In some instances, a few people will pause to reflect on the bounty and blessings that this day, this meal, this gathering represent. Thanksgiving has its spiritual component, but it is also a secular, very American, holiday open to all citizens regardless of their ancestral heritage or religious affiliation. A cooked turkey knows no prejudice. All of us were once outsiders, with recent or distant family who traveled to these shores for a multiplicity of reasons and ambitions. We each continue those travels in a spiritual search for universal connection and personal fulfillment of our unique potential. We thereby pause to express our thanks to those who make our travels possible.
It is perhaps easy to sit at dinner and give gratitude to those close to us gathered at our table. Certainly we should give thanks to those who are near and dear to us. It is perhaps more difficult to remember and acknowledge those many others who are not at our table, the forgotten ones who are nevertheless an important part of our life’s journey. Instead of focusing on the usual smiling faces of our dinner companions, perhaps it is of the faces of those who are far removed from us that attention should be directed.

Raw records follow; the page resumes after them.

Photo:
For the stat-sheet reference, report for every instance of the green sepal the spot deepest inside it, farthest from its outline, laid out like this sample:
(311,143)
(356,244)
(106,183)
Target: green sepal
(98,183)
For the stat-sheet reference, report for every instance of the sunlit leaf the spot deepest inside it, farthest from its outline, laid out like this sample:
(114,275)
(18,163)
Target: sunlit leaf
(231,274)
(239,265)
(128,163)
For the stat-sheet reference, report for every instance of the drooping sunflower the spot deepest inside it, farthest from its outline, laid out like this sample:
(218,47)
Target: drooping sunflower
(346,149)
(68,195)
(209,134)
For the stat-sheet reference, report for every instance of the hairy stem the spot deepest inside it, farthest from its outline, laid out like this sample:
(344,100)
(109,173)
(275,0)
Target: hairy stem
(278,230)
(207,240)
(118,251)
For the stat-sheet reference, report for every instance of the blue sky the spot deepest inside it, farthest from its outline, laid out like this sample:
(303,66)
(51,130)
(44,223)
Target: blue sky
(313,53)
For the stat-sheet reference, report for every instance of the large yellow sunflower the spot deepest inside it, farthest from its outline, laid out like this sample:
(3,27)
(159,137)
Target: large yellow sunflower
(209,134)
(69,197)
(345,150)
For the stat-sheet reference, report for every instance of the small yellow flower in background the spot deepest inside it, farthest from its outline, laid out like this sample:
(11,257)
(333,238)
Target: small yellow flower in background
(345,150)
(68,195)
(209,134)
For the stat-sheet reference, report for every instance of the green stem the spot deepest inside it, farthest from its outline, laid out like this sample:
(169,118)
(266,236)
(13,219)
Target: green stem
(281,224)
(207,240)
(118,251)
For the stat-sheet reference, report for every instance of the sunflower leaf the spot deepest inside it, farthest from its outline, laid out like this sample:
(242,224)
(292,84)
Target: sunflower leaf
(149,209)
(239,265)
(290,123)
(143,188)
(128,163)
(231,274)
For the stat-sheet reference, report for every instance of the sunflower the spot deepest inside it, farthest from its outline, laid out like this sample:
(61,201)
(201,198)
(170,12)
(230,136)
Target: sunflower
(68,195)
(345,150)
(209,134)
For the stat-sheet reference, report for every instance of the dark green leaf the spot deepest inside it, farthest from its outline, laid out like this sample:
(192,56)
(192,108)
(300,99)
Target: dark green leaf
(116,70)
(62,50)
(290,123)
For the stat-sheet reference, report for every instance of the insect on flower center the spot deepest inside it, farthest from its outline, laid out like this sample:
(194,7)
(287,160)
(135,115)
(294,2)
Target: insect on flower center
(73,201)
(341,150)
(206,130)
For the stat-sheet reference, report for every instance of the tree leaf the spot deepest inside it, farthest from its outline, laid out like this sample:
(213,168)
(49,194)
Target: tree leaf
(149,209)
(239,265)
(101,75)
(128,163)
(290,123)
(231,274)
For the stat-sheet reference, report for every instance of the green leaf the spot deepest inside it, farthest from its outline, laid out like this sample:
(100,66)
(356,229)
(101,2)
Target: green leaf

The farmers and grocers who labored to make available all the food that now sits before us on this Day. The military and public service people who give us the ability to come together to eat safely in our homes – many of whom are thereby unable to share a table with their own loved ones. All of the service providers and retailers who help us get through our day and accomplish our many required tasks. The people who buy the goods and services that we create and thereby sustain us. Our workmates – peers / subordinates / supervisors at many levels – with whom we are interdependent and labor together to fulfill our work within a Purpose.
The teachers who inspired and challenged us to do bigger things, think bigger thoughts. The mentors who believed in us and took time to listen and give us worthwhile guidance. The spiritual teachers, both long past and present, who help us find the real person that lives within, and assist in our connection to the greater Universe. Our neighbors, far and wide, often faceless and voiceless, whose presence and great diversity keep our vision broad and our ego humbled.
On this Thanksgiving 2013, may we remember and give thanks to that extended family of humankind of which we are most fortunate to be a small part.